I’m warning you now this is going to be all over the place so if you keep reading and are later confused totally not my fault. I am in the middle of that moment in time that all women hate unless of course they have been indiscriminately having unprotected sex and are hoping against hope there isn’t a bun in the oven. I’m all for that if you are actively having sex but if you are being a good girl, chaste, almost a nun even we should get a pass on that for a while. This shit is for the birds. Especially since the timing is unpredictable and I haven’t gotten the wave of pain down again. A morphine drip would be real nie right now just so we’re clear.
Now to part of why I opened up the blog tonight. Inspired by Sophie’s book which I talked about in my last post I started looking for other books that looked less like 50 Shades of Crap (I hate that
book really) and more like someone really struggling to deal with their submission and how that impacted their future relationship options. Turns out there aren’t very many and when I narrowed it down to submissive tomes by Black/African American women there was nothing that wasn’t fictional. Most of that was Black subs/White Doms fantasy stuff as well. If that gets you off great but generally speaking I like my Doms taller than me and somewhere on the chocolate spectrum–yes I know white chocolate would technically be on that spectrum but it’s an acquired taste and occasional treat not an everyday thing unless of course Adam Levine or Justin Timberlake or John Cena or a few other folks have a random desire to become my Dom in which case we will be swirling it up in this here spot. Where was I? Oh yeah, nothing from a Black woman’s perspective. That made me go look online again and let me to set up a twitter account for this blog and bloglovin’ follow option for those that like it. It’s not like I have a ton of followers, 2 as of this moment to be precise, on twitter so asking for Black submision blogs was probably silly. However, thanks to ever helpful who to follow emails from twitter I found at least one new blog to check out. After the blog is updated I will update the blog roll as well to include folks that are still actively blogging and more that I find by folks with some pigment. Nothing wrong with blogs from the non pigmented but looking to add to who I can check out. I’m also look for more blogs from single subs or newly partnered subs. There are plenty of this is how we maintain our D/s dynamic but not as much (to my eyes anyway) as to how you navigate the being single, considering new partners, moments of being disillusioned, etc.
I’m dealing with a weird moment now as well. I’m still friends with GN and don’t envision that changing. We were friends well before we were a W/we. I was a little sad last night talking to him because according to my warped logic if he had repaired things with his ex whom he has been aking care of for the last few years then it would somehow make our demise better. I know that only makes sense to me and that’s okay but the fact that they are probably less friendly now than at the time of our split just made me cranky. It doesn’t pull us any closer to a reconciliation and honestly I’m not even sure that would work but it just threw me off balance more than I thought it would. Well I know now it was partially because mother nature is jacking with my hormone levels but it also made me aware that I tend to be an emotional masochist as well.

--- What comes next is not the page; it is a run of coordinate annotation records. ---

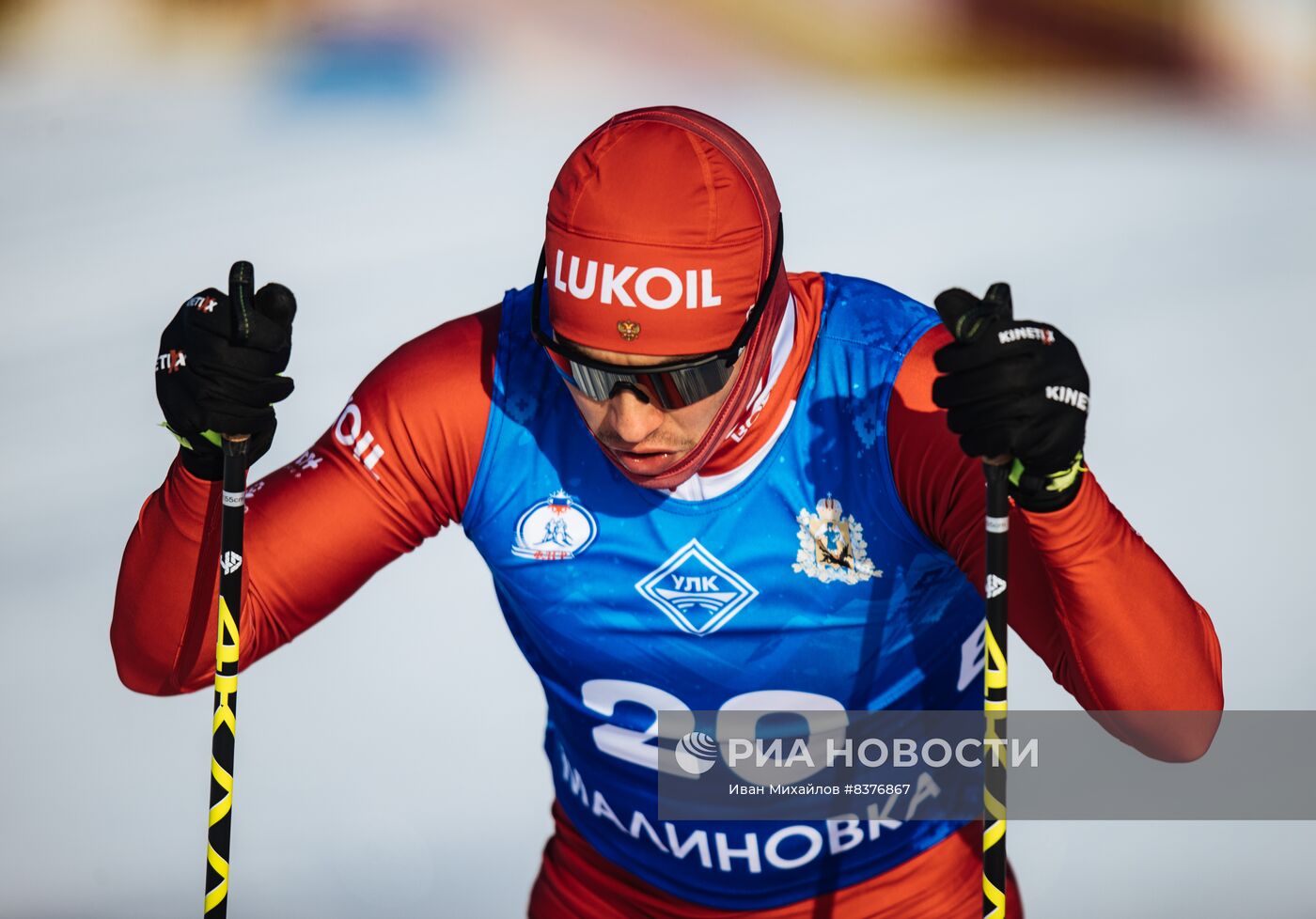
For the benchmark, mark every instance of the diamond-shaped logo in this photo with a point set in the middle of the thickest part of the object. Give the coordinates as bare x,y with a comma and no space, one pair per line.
697,590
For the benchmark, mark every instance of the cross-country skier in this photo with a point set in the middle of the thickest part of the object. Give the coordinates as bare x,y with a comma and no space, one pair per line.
700,483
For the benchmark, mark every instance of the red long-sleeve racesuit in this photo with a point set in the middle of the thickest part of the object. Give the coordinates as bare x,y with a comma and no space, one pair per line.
1088,595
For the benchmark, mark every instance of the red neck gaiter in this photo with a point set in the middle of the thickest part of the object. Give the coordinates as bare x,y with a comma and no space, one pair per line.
665,220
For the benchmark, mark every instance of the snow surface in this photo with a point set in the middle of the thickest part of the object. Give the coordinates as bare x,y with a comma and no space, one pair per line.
1175,246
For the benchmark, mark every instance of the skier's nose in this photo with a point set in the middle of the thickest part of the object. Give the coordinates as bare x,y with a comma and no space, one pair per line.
634,420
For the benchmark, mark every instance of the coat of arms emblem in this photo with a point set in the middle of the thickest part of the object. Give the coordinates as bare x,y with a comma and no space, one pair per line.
832,546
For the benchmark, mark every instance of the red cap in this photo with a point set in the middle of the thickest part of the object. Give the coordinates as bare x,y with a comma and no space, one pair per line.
660,234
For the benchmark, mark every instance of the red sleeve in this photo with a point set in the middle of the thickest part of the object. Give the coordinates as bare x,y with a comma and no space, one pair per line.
395,467
1088,593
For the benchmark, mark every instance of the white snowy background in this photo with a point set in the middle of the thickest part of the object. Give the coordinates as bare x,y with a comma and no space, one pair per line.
388,760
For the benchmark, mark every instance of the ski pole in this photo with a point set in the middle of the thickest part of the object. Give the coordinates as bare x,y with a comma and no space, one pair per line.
224,722
994,687
967,319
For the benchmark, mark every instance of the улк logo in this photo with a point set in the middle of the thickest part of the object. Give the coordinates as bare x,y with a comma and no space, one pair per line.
555,530
697,590
832,546
697,753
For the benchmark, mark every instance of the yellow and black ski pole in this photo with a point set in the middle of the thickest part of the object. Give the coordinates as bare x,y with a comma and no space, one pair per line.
994,698
224,722
969,319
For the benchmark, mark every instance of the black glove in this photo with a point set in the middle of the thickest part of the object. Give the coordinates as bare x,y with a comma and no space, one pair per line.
219,366
1013,387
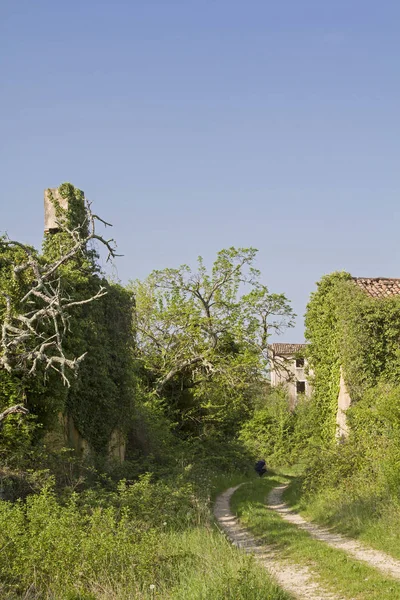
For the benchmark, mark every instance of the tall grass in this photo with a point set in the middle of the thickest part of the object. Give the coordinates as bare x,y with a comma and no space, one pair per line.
146,541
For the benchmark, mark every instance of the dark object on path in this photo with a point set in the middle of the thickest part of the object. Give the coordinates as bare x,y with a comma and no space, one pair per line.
260,467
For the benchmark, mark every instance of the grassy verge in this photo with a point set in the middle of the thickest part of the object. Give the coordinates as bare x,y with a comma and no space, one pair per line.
332,567
148,541
371,519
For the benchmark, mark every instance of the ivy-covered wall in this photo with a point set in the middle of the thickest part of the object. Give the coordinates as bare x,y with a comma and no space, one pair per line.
99,400
348,329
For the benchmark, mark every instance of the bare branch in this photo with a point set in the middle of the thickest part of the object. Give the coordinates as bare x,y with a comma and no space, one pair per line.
33,328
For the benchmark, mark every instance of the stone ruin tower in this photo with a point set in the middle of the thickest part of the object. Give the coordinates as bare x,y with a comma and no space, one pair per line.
50,219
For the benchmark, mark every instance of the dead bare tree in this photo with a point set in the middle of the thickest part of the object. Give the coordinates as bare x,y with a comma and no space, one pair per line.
33,329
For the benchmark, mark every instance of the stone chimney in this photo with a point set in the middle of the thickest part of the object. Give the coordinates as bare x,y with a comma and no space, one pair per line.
50,219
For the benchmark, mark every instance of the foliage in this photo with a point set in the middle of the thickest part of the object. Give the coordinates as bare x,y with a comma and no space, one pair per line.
202,338
335,570
117,546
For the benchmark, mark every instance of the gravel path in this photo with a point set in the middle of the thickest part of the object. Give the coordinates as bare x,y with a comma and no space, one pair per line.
375,558
297,580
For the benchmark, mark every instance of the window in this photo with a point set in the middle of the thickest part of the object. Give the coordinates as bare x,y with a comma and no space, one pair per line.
301,387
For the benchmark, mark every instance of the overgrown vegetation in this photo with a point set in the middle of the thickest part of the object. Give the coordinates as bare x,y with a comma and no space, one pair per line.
353,483
163,374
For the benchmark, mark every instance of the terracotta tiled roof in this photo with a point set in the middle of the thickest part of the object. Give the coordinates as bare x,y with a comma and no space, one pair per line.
378,287
282,349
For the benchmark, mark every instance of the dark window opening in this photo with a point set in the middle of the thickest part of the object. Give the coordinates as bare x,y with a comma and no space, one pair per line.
301,387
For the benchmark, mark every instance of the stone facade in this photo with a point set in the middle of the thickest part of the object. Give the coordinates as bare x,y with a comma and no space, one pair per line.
344,401
289,369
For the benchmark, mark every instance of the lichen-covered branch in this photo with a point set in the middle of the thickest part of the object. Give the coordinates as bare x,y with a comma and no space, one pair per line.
34,326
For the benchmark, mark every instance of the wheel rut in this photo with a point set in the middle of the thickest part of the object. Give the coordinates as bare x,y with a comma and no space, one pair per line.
295,579
379,560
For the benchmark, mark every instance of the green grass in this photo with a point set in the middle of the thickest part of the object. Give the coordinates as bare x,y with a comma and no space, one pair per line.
53,551
373,520
333,568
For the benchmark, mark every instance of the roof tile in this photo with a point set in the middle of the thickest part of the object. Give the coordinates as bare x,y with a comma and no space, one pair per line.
282,349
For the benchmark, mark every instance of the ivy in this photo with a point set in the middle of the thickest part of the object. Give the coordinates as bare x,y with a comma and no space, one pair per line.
347,329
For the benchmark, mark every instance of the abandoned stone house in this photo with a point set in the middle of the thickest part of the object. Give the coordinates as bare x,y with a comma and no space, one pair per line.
377,288
288,368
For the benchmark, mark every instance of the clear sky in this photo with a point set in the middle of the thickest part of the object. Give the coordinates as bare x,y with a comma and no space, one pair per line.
196,125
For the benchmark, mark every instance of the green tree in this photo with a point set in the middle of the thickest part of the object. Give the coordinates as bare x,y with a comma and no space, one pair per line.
202,337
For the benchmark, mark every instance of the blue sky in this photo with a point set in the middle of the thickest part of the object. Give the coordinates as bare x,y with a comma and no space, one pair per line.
198,125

Two of my Doms were clearly not fully available to me emotionally and I was somehow convinced that my love and submission would be enough to break down that wall. I’ve had the same issue in my vanilla relationships as well. I’ve dated all kinds of men but there was a level we connected on, usually physical, that could not outweigh the parts they could not or would not provide to me. I was mistaken in thinking my problems in this area would be alleviated by the power dynamic of D/s. I am the type of sub that will be helplessly and wholeheartedly committed to my Dom. I understand in theory being owned but not loved by my Dom and in turn not loving Him. In practice, I have yet to pull it off. I need some sort of connection otherwise I can’t really let go in a scene or with that person and believe me when I say I’m a joy and a treat when I fully let go. I have seen some Doms that look interesting on Fetlife but who remind me of exes in how they present so I haven’t pursued. I also haven’t said boo to those that are looking to increase their poly family. I am entirely too spoiled to enjoy sharing my Dom for more than an evening or long weekend. I need his time and attention especially very early on in a relationship. There may be a time when I get there but it will take the exact right Dom/situation along with more growth on my part. When I see shows like Sister Wives I admire their hustle but do not on any level understand sharing my partner in that way.
It could be the best thing for me in the long run but in the here and now as a single sub I want some undivided attention from my Dom type. I crave the touching and spanking and connecting and hair pulling and growled whispers and the whimpering. I’ve considered casually playing but unless I attend a conference of some sort I can’t do that. Conference=vacation and what happens on vacation isn’t real life lol. Not to mention the town I live in is too small to randomly connect to someone I won’t see at the store in a week or two. I like my anonymity. I like a red hot bottom as well but it’s worth my privacy at the moment to not have the other. I’m just a big old mess right now.
If you have any good book or blog recommendations please share. I’m going to go read Sophie’s last book, No Ordinary Love.